Droege acknowledges he first developed the skill for making people laugh while growing up in a funny family in a tiny suburb of Charlotte, N.C., where he knew everyone, including his local funeral director. “My brothers are hilarious,” Droege says. “You had to be fast and quick in our family.”
Droege, who admits to being “30-something,” also counts childhood viewings of The Carol Burnett Show and his teenage discovery of John Waters’s films as seminal influences that shaped his singular sensibility. He even feels pangs of remorse that he didn’t suffer more for being gay in a small, idyllic town. “There was a time in my life when I wanted more pain,” he says. “I had a really great childhood. I always idolized people who had these horrible upbringings. I remember hating my life for being so boring, but I’m so thankful now.”

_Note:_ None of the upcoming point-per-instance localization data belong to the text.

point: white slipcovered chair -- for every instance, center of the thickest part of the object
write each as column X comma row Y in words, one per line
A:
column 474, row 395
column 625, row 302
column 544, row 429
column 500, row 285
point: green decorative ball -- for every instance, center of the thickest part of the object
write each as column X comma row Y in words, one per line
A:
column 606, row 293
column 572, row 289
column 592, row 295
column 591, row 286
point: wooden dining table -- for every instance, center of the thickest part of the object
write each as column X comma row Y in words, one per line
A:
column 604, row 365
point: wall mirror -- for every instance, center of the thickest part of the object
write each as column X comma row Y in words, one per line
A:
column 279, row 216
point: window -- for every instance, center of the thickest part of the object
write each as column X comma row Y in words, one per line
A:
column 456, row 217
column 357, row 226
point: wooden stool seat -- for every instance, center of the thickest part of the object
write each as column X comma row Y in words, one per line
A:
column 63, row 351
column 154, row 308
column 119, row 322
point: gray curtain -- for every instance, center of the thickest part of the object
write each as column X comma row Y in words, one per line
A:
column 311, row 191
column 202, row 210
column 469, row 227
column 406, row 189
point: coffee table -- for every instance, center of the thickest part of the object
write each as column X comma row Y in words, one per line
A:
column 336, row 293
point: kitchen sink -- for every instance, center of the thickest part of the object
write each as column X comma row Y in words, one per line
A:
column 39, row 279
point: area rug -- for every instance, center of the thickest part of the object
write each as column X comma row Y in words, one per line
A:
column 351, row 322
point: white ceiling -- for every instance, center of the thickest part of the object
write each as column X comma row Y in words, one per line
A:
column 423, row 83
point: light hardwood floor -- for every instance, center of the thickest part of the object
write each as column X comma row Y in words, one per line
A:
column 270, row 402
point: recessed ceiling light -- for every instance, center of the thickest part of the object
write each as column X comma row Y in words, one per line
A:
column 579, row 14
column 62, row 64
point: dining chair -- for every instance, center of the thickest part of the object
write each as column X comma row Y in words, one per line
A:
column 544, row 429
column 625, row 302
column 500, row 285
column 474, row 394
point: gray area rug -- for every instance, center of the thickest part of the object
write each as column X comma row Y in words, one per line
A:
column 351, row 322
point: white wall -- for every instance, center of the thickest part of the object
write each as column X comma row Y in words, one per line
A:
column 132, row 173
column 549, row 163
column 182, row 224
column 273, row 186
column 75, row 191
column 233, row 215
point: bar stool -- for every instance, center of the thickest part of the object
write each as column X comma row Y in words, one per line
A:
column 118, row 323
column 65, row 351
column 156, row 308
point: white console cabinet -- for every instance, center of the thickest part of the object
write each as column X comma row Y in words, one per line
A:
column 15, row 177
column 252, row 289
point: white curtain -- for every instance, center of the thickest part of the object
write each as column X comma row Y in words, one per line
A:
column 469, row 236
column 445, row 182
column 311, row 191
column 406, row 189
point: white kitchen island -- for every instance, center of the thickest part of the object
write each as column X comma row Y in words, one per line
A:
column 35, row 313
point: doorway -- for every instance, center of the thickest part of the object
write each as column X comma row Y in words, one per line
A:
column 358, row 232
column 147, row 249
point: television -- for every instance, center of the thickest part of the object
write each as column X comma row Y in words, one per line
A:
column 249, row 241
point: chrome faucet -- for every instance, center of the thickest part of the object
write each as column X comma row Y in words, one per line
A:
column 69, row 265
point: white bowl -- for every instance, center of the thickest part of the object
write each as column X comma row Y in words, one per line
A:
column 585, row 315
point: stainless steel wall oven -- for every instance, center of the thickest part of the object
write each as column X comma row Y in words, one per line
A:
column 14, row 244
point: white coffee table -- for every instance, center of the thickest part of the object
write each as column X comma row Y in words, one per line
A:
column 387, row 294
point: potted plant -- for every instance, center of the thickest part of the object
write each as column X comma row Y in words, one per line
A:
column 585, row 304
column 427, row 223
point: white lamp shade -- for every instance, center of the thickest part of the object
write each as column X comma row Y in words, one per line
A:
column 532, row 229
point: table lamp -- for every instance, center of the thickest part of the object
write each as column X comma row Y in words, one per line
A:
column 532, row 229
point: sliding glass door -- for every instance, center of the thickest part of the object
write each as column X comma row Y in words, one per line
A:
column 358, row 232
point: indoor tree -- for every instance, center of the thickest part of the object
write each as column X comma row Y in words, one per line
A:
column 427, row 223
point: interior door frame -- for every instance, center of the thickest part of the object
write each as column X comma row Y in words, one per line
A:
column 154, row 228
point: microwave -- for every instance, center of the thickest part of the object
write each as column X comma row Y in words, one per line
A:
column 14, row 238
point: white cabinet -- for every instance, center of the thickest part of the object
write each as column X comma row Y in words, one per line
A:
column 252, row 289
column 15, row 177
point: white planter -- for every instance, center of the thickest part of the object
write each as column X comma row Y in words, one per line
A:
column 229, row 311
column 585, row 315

After graduating from Wake Forest University in 1999, Droege immediately headed to Los Angeles to study with the Groundlings and hone his improvisational and sketch comedy muscles. Working with the esteemed company, which has launched careers for an array of entertainers including Paul Reubens and Kristen Wiig, gave Droege a focus that had previously eluded him.
“I always felt like I was a musical theater actor who can’t sing or dance, so where do you put that? Sketch comedy,” he says. “I love being big and loud and over-the-top.” Droege also found a day job with the troupe; he’s been an instructor for the past five years. “Teaching has made me better as a performer,” he says. “For several hours I have to not think about myself and just focus on other people.”
But thanks to the series of “Chloë” videos (directed by Jim Hansen), other people are focusing on Droege. By donning outlandish drag as the blond actress–fashion icon and spouting a checklist of boldface names or outré fashion items that have nabbed her attention, Droege has become an Internet sensation. While he admits the videos have definitely been a game changer, he also finds the sudden success perplexing.
But why Chloë Sevigny? “I tried on a blond wig for some other character I was playing, and I saw Chloë in the mirror,” he recalls. “I saw photos of her wearing crazy, insane clothes, and I read interviews with her in which she was referencing things that were so hyperliterate and yet so ghetto at the same time.” Droege stresses that he isn’t mocking the real Sevigny, whom he met at a party last December. “The longer I’ve played her,” he says, “the farther I’ve gotten away from the real Chloë Sevigny and become my own character.”
Until that elusive dramatic role comes along, Droege keeps busy with a full slate of projects, including his popular podcast Glitter in the Garbage, guest spots on sitcoms, and supporting parts in feature films. He’s particularly excited about Freak Dance, a spoof of break-dancing films of the ’80s, in which he stars alongside Amy Poehler as a silver-suited villain named Dazzle. “It starts like a Nickelodeon film, very kid-friendly,” he says with a wry smile. “Then it becomes the filthiest thing ever.” Then there’s his role as a creepy dress shop owner in the just-completed Sassy Pants, which costars Diedrich Bader and Haley Joel Osment as a gay couple.
Yet for anyone hoping to romance Droege, who is currently “comfortably single,” don’t expect him to be the life of the party. “I don’t want to sound like a total dick when I say this, but there’s a pressure to be funny all the time,” he says. “If I can just sit and sob at a film like Blue Valentine, I’d rather do that.”